Ya da garip gelmiyor mu?
Belki de anda kalma isteği ile geçmişten kopuş yaşıyoruz.
Bilemiyorum!
Gerçi sosyal medyada her şey var!
Kitap okumak ‘out’ oldu!
Genel olarak derdimiz ‘güzel görünmek’.
Kiminle konuşsam kendini mükemmel görürken, diğer herkes arızalı!
Halbuki bilim adamları “Varlığınızı fazla büyütmeyin!” diyorlar.

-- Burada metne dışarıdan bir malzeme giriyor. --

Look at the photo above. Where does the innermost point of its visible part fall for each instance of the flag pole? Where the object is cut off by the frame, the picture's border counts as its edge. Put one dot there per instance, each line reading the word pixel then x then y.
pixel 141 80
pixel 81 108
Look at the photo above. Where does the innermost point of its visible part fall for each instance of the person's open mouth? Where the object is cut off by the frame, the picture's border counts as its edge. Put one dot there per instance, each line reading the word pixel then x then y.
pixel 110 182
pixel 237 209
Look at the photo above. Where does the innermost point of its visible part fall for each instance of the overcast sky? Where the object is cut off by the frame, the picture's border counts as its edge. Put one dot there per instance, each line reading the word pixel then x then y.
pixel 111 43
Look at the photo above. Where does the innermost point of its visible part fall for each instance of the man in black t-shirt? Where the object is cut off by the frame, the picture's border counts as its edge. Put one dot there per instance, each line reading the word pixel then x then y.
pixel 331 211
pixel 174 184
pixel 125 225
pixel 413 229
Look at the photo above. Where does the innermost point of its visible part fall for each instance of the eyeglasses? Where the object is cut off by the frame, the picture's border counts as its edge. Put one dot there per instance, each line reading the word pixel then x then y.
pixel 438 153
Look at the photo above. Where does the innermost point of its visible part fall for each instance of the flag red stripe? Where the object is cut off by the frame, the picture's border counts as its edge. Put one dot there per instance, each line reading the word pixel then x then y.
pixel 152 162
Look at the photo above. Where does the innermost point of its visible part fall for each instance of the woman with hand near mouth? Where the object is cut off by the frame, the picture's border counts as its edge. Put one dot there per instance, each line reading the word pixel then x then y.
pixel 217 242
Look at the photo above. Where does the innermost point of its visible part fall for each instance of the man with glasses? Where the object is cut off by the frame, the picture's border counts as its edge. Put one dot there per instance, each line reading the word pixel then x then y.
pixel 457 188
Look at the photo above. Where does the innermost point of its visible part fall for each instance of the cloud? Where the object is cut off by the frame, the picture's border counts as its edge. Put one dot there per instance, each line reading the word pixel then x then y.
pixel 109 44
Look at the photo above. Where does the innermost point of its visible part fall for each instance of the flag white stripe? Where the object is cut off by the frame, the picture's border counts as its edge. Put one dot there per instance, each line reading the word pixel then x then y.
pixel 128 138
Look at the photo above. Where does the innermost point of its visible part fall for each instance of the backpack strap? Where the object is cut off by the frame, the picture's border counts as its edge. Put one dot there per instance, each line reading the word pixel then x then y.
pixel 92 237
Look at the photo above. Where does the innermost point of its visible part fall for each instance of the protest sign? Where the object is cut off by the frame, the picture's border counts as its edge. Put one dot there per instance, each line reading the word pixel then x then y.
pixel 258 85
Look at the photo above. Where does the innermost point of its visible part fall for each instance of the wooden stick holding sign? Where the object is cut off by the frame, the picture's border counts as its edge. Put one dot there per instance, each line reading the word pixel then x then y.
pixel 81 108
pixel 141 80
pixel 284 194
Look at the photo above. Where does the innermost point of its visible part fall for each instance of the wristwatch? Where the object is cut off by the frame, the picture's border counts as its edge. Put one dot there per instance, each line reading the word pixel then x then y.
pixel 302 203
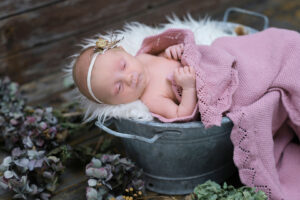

İnsanın haddini bilmesi gerektiğini düşünüyorlar.
Ne dersiniz?
Biraz romantik, biraz fantastik, biraz da gerilim tadında mı yaşıyoruz?
Neyse…
Belki de yapılması gereken bir takım basit beyin egzersizidir…
Bulmaca çözmenin beyne iyi geldiği söylenirdi eskiden…
Aslında kitap okumak, her gün yeni şeyler öğrenmek de iyi gelir beynimize.
İnanın eğer bir sağlık problemi yoksa, bu kadar kolay her şeyi unutmak normal değil!
Psikologların son yıllarda çok konuştuğu konulardan biri bu unutkanlık konusu…
Çok da bu şikâyetle gelen danışanları olduğuna dem vuruyorlar.
Bu durumu azaltmak için yapılması gerekenler üzerinden sorunun nedenlerini tartışıyorlar…
Onlar unutkanlığı daha çok stres ve depresyonla bağdaştırıyor.
Nasıl olacak henüz bilmiyorum ama o zaman stres ve depresyondan uzak kalmaya çalışılmalı.
İlaveten yoğun kullandığımız teknolojinin de stres, depresyonun yanı sıra artan unutkanlık probleminde biraz payı vardır diye düşünüyorum.
Öyle ki; çok tembelleştik.
Hem bedenimiz hem de zihnimiz tembelleşti.
Özellikle gençlerin bu konuda gelecekte demans sorunu yaşamamak için kendi tedbirlerini almaları belki de teknolojiyi kullanırken kendi disiplinini oluşturması gerekiyor.
Ne diyelim:
Geç olmadan kendi çaremizi üretmek zorundayız!
Siz de benim gibi düşünüyor ve hissediyorsanız, çözümü de kendiniz bulacaksınız.